Create README.md
Browse files*Zenthia GPT: Achieving Efficient Training with Superior Convergence*
Introducing *Zenthia GPT*, a highly efficient model that saves 95% of the computation typically required to train GPT-2, while achieving better convergence with a validation loss of *2.86*.
*Key Features:*
- *MiniPile Dataset*: Trained on a compact dataset of just *1 billion tokens* from MiniPile, enabling quicker training cycles.
- *Optimized Resource Usage*: Utilizes the *Adam Mini Optimizer*, cutting VRAM usage by *50%*, allowing the model to train efficiently even on hardware with limited resources.
- *Context Size Adjustment*: The model operates with a *context size of 256*, optimized to fit within an *8GB VRAM*, as opposed to the standard 1024 context size. This context size reduction allows for better memory management, though it may limit performance on tasks that require longer context lengths.

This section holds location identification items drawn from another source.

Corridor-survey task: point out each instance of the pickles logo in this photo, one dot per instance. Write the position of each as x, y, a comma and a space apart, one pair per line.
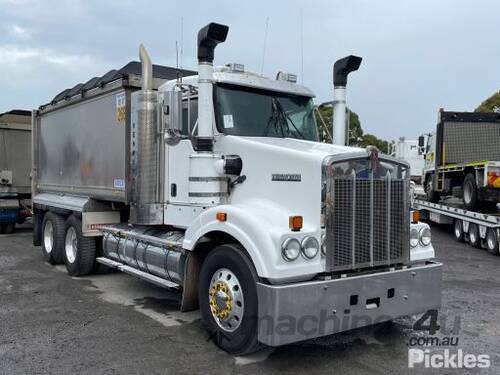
432, 351
446, 359
286, 177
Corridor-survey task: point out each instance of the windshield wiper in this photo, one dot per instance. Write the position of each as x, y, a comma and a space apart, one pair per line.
280, 120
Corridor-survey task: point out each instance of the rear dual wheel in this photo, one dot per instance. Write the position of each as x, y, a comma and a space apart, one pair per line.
474, 238
458, 230
53, 237
79, 251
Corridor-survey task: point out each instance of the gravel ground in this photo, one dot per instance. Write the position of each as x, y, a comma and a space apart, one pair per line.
114, 323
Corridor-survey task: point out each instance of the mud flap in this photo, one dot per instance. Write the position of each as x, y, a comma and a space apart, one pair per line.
189, 300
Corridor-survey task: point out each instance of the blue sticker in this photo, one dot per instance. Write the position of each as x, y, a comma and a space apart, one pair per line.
119, 183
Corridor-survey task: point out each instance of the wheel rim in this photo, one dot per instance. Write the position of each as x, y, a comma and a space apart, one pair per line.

- *Improved HellaSwag Score*: Despite the reduced context size, the model achieves a *HellaSwag score of 0.26*, highlighting its competitive performance.
*Trade-offs and Considerations*:
- The reduced context length may hinder performance on certain *HellaSwag benchmark* examples that require more than 256 tokens.
- *Potential Overfitting*: Due to limited exposure to a small, high-quality dataset, the model shows signs of possible overfitting. While the data quality is high, the relatively small dataset size could impact its generalization capabilities.
Overall, *Zenthia GPT* strikes an effective balance between computational efficiency and performance, pushing the boundaries of what's possible with constrained resources.